L’AMA n’interdit en aucune façon à un athlète d’être malade. Le pourrait-elle d’ailleurs ? Elle accepte  contre son gré (il faut bien l’admettre), en dépit de l’arsenal coercitif mis en place en tant que dispositif-témoin de l’étendue et de l’importance du sujet, cette situation indépendante de sa volonté. Il est vrai aussi qu’elle ne peut que se plier à ces exigences exogènes (dont celles des puissances financières) au nom du principe fondateur des sociétés occidentales reposant sur la liberté individuelle.

Tout en disant, publiquement et solennellement, lutter contre le dopage, en mettant sur pied un système de lutte contre le fléau, elle permet à l’athlète de se soigner en utilisant le traitement nécessaire à un retour à la bonne santé. Y compris en faisant usage de l’arsenal pharmaceutiques mis  à la disposition de n’importe quidam. Il nous faut reconnaitre que sur ce plan il n’y a pas de discrimination. Elle interdit seulement au sportif de pratiquer sa discipline dans des conditions qui sont inéquitables ou donnant les apparences de l’inégalité éthique dans l’arène sportive.

Dans une sorte de hiérarchisation des libertés, les nécessités médicales étant ce qu’elles sont, en particulière prioritaires sur la réglementation sportive lorsque la santé de l’individu est en jeu, l’AMA ne peut qu’autoriser cet usage de produits prohibés tout en le réglementant. Le « Code » émet donc une condition qui oblige le sportif concerné à informer les autorités sportives. Cette information se fait par l’introduction d’un dossier réglementairement défini.

La demande d’AUT, selon les prescriptions légales, est étudiée par le « comité AUT » qui évalue et statue (« sans délai » comme pour signaler l’urgence à traiter ces cas) conformément à des dispositions et des protocoles AUT définis dans le document édité par l’AMA connu en tant que « Standard international pour les autorisations d’usage à des fins thérapeutiques ».

Ce même article 4.4.2 indique que la décision  du « comité AUT » est souveraine et que c’est sur elle que s’aligne la CNAD. Cette décision fait alors l’objet d’une communication (toujours confidentielle par le biais du système ADAMS) à l’AMA, aux autres organisations antidopage compétentes, à la fédération nationale du sportif.

Ce comité permet donc à des athlètes de se traiter avec des produits qui leur seraient NORMALEMENT interdits. Sans cet accord préalable, le sportif serait immanquablement considéré comme dopé. La prescription médicale validée par le « comité d’AUT » lui permet d’échapper au châtiment qui aurait dû être le sien : la suspension.

Observons la subtilité réglementaire qui autorise le recours à une pratique normalement interdite en période « hors compétition ». Une période qui passe ainsi du statut d’un temps de préparation (générale, spécifique et surtout précompétitive) à celle de période de soins et de traitement médical. Un laps de temps qui (cela se dessine en filigrane) est censé être une période d’interruption de la pratique sportive ne pouvant se conclure par une compétition. Il est finalement donné le choix à l’athlète entre se soigner ou concourir à ses risques et périls.

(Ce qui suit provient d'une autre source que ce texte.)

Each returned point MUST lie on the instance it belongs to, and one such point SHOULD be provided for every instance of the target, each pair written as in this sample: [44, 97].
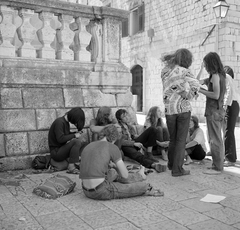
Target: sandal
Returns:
[73, 171]
[154, 192]
[132, 167]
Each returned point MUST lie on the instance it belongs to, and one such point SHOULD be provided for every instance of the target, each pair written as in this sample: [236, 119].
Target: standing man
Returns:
[179, 87]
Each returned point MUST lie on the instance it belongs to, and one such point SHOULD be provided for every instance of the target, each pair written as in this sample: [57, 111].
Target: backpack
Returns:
[41, 162]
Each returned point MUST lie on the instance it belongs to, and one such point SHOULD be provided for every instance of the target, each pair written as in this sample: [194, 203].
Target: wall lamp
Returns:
[220, 10]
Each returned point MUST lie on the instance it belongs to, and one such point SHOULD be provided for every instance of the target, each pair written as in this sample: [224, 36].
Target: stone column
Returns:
[67, 36]
[46, 36]
[7, 30]
[95, 47]
[26, 33]
[111, 40]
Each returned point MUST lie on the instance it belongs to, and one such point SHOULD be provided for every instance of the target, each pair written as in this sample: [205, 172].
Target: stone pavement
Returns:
[179, 209]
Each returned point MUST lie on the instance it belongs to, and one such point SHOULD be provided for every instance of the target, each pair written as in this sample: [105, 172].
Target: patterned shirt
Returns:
[178, 80]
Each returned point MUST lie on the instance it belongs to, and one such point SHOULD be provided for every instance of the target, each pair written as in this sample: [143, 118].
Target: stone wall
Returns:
[35, 90]
[180, 24]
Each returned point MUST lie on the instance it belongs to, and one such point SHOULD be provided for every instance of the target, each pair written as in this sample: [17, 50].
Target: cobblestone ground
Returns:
[180, 208]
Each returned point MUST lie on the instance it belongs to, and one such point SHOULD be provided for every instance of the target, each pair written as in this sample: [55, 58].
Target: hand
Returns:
[183, 94]
[77, 135]
[138, 145]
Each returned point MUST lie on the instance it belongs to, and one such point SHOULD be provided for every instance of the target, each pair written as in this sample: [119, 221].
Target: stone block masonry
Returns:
[54, 57]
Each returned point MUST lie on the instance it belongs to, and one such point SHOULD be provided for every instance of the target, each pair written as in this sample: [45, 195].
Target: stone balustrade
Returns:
[54, 56]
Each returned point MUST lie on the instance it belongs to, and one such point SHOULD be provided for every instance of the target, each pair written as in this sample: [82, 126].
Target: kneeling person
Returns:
[100, 181]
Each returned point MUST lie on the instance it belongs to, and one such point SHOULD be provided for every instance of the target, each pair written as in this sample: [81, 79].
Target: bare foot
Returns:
[141, 172]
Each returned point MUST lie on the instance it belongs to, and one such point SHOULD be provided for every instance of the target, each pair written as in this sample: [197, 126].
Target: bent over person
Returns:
[103, 172]
[63, 143]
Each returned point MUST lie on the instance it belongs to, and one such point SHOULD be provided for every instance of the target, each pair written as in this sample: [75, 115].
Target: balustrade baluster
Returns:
[7, 30]
[85, 38]
[46, 35]
[67, 36]
[26, 34]
[95, 29]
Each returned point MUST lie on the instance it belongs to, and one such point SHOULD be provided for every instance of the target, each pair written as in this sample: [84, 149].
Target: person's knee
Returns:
[77, 142]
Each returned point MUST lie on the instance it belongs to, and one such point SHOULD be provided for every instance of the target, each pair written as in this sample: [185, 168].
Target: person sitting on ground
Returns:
[104, 117]
[100, 182]
[133, 144]
[64, 144]
[154, 119]
[195, 148]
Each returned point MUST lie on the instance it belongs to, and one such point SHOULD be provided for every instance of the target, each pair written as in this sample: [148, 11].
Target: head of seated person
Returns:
[110, 133]
[104, 116]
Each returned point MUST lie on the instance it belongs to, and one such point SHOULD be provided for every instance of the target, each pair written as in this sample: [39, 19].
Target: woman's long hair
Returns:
[213, 64]
[152, 117]
[182, 57]
[229, 71]
[103, 116]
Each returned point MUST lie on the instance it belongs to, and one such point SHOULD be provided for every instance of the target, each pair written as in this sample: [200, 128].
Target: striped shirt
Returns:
[175, 81]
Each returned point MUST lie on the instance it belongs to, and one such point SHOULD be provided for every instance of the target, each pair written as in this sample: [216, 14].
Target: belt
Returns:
[92, 189]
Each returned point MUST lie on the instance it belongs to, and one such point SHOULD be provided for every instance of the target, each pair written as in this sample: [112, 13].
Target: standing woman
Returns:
[231, 116]
[179, 87]
[214, 111]
[154, 119]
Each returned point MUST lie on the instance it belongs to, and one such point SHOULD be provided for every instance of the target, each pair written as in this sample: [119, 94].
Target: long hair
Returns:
[152, 117]
[182, 57]
[103, 116]
[76, 116]
[110, 132]
[195, 122]
[119, 113]
[229, 71]
[213, 64]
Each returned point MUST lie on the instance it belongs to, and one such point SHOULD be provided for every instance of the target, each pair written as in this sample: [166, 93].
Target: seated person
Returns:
[195, 148]
[100, 182]
[63, 143]
[154, 119]
[104, 117]
[132, 144]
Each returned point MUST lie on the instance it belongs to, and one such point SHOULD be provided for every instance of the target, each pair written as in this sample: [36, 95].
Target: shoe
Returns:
[160, 168]
[164, 155]
[151, 157]
[212, 172]
[169, 166]
[154, 192]
[228, 164]
[188, 161]
[73, 171]
[183, 173]
[209, 154]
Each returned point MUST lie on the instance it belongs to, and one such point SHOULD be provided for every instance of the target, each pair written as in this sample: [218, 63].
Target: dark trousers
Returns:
[70, 150]
[148, 137]
[135, 154]
[178, 125]
[196, 152]
[230, 145]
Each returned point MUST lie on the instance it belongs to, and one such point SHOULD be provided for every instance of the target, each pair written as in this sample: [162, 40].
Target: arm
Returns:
[190, 144]
[200, 71]
[122, 170]
[216, 88]
[95, 128]
[61, 137]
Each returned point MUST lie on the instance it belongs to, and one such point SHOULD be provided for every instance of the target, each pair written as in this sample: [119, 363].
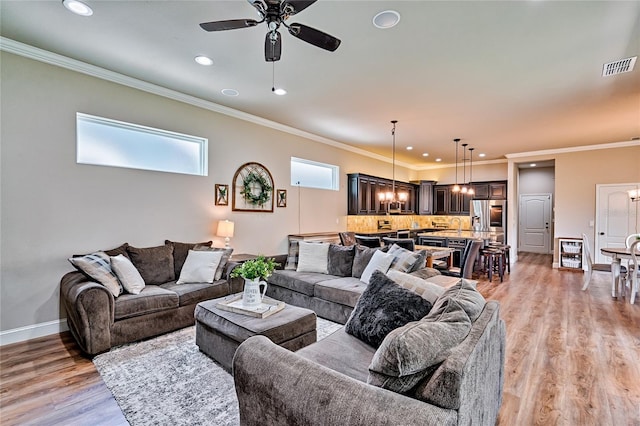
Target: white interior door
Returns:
[535, 223]
[616, 217]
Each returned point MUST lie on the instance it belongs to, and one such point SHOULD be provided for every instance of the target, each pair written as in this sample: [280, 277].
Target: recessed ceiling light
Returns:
[77, 7]
[230, 92]
[203, 60]
[386, 19]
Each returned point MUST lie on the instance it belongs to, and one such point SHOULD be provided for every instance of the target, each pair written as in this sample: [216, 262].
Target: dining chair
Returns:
[468, 261]
[347, 238]
[598, 267]
[366, 241]
[407, 243]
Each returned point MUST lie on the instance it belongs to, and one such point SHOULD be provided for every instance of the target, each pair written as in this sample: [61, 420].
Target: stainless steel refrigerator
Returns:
[490, 216]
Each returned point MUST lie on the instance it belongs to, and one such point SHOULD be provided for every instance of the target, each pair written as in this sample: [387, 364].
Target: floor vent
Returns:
[619, 67]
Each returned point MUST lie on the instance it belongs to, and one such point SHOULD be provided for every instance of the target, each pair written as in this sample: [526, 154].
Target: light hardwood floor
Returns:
[573, 358]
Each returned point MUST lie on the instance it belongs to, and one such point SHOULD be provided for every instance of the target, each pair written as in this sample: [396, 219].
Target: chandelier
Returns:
[392, 198]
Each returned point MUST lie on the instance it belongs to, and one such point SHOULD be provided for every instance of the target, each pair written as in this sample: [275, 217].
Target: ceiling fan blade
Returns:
[230, 24]
[298, 6]
[272, 46]
[315, 37]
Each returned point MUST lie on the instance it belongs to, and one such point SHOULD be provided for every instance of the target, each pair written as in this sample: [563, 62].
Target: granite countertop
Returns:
[452, 233]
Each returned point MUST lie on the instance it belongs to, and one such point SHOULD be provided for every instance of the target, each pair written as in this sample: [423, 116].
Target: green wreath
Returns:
[265, 189]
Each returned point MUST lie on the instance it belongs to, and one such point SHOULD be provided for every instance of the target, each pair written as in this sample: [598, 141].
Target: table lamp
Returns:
[225, 229]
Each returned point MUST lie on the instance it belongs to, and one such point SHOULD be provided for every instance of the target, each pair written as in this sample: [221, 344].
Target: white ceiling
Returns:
[504, 76]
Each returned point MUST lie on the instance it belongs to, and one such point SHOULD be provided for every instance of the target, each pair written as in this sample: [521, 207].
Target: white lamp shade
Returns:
[225, 229]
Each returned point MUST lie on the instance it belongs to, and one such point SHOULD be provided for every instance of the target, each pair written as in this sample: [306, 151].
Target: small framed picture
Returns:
[281, 198]
[222, 195]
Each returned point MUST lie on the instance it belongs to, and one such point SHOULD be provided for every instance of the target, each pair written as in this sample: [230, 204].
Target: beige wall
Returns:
[53, 208]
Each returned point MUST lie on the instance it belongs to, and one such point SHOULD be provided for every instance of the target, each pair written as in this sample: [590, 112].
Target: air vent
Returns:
[619, 67]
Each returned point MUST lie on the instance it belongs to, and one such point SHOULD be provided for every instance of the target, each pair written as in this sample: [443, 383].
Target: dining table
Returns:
[434, 252]
[617, 254]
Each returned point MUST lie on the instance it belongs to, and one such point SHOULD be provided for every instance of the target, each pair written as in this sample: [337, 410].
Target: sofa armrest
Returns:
[90, 312]
[278, 387]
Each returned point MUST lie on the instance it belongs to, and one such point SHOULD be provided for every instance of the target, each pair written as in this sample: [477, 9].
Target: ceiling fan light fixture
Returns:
[386, 19]
[203, 60]
[77, 7]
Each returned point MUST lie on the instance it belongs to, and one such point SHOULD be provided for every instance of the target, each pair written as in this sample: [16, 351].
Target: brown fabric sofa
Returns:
[98, 320]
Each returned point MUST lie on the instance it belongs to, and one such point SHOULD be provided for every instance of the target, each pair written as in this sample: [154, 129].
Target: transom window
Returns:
[312, 174]
[105, 142]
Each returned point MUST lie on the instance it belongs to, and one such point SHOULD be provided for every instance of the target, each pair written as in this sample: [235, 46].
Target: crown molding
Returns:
[45, 56]
[623, 144]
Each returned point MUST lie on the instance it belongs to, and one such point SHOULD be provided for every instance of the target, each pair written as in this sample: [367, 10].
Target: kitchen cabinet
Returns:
[363, 192]
[424, 199]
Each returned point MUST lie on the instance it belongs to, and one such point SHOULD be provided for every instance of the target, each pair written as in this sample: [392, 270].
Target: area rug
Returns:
[167, 380]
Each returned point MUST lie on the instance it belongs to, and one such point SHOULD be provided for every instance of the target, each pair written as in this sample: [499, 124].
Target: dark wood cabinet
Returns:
[364, 191]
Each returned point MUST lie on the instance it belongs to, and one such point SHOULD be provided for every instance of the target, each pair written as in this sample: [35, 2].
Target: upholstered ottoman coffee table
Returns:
[220, 332]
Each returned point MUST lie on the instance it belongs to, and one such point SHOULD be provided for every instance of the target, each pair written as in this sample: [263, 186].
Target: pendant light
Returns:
[456, 187]
[464, 188]
[471, 190]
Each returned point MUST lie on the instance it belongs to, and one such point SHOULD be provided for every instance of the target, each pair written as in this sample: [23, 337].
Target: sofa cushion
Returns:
[361, 259]
[226, 255]
[301, 282]
[408, 354]
[128, 275]
[155, 264]
[180, 252]
[200, 267]
[343, 353]
[465, 293]
[344, 290]
[340, 260]
[427, 290]
[313, 257]
[383, 307]
[380, 261]
[97, 266]
[189, 294]
[151, 299]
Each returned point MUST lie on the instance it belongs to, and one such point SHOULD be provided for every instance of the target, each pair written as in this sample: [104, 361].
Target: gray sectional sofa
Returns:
[98, 320]
[331, 382]
[334, 293]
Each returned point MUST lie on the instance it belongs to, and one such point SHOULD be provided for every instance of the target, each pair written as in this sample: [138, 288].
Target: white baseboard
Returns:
[21, 334]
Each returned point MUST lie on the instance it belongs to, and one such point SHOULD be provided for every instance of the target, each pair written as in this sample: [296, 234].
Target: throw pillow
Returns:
[384, 306]
[466, 295]
[408, 354]
[404, 259]
[97, 267]
[226, 255]
[155, 264]
[127, 274]
[362, 257]
[200, 267]
[427, 290]
[340, 260]
[380, 261]
[180, 252]
[313, 257]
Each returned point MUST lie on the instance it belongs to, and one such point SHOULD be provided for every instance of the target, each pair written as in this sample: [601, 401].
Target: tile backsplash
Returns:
[370, 223]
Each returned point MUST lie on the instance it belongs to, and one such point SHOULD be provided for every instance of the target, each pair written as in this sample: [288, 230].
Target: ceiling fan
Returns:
[275, 13]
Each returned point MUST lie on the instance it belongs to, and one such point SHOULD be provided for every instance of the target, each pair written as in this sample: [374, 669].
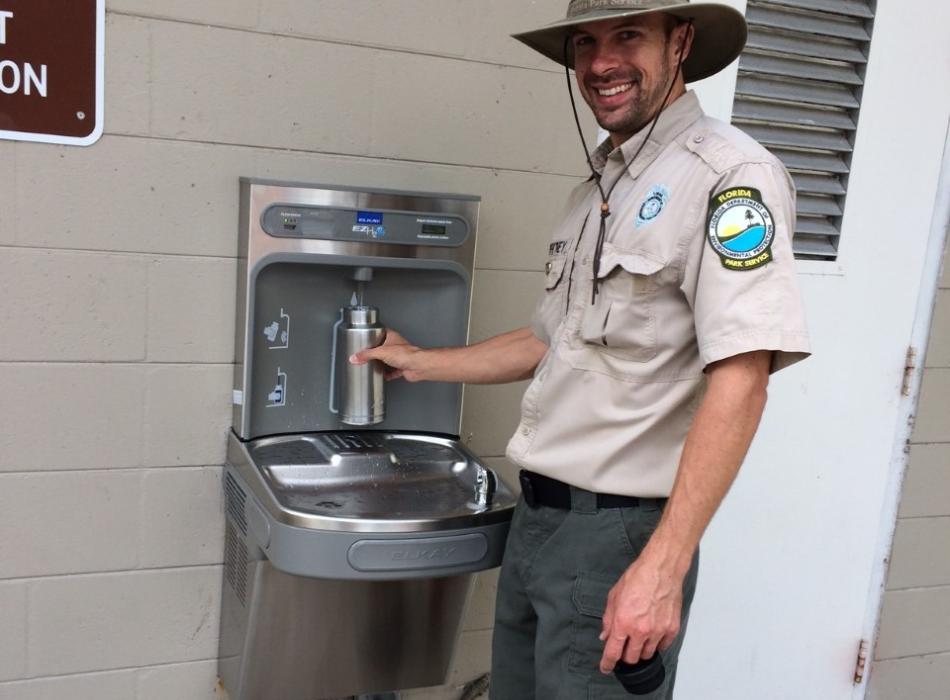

Souvenons-nous que la demande d’AUT doit être formulée au moins 30 jours avant la prochaine compétition. Un délai qui semble indiquer d’abord que la période d’effet des substances prohibées est (en moyenne) d’un mois et ensuite que la période de traitement est supérieure à cette période d’abstinence sportive qui ne peut être le temps consacré à des maladies du quotidien (grippes, angines, etc.). Nous conclurons que le dispositif des AUT ne s’applique qu’à un traitement médical au long cours.

Compte tenu des conditions habituelles d’évolution des athlètes (dont la grande majorité ne dispose pas des structures d’accompagnement adéquates au sein de leurs clubs et/ou de leurs fédérations) et de la lourdeur de la procédure de validation de l’AUT, il s’agit en fait d’une interdiction de se soigner correctement, efficacement ( ?) et de pratiquer ….. en parallèle son sport.


Mais, là n’est pas le problème ! La littérature sportive et le piratage des données dans les serveurs des instances internationales (AMA) mettent en exergue (au niveau international qui n’est pas le plan auquel nous nous intéressons présentement) une pratique systématisée des AUT conduisant à une suspicion de pratiques frauduleuses.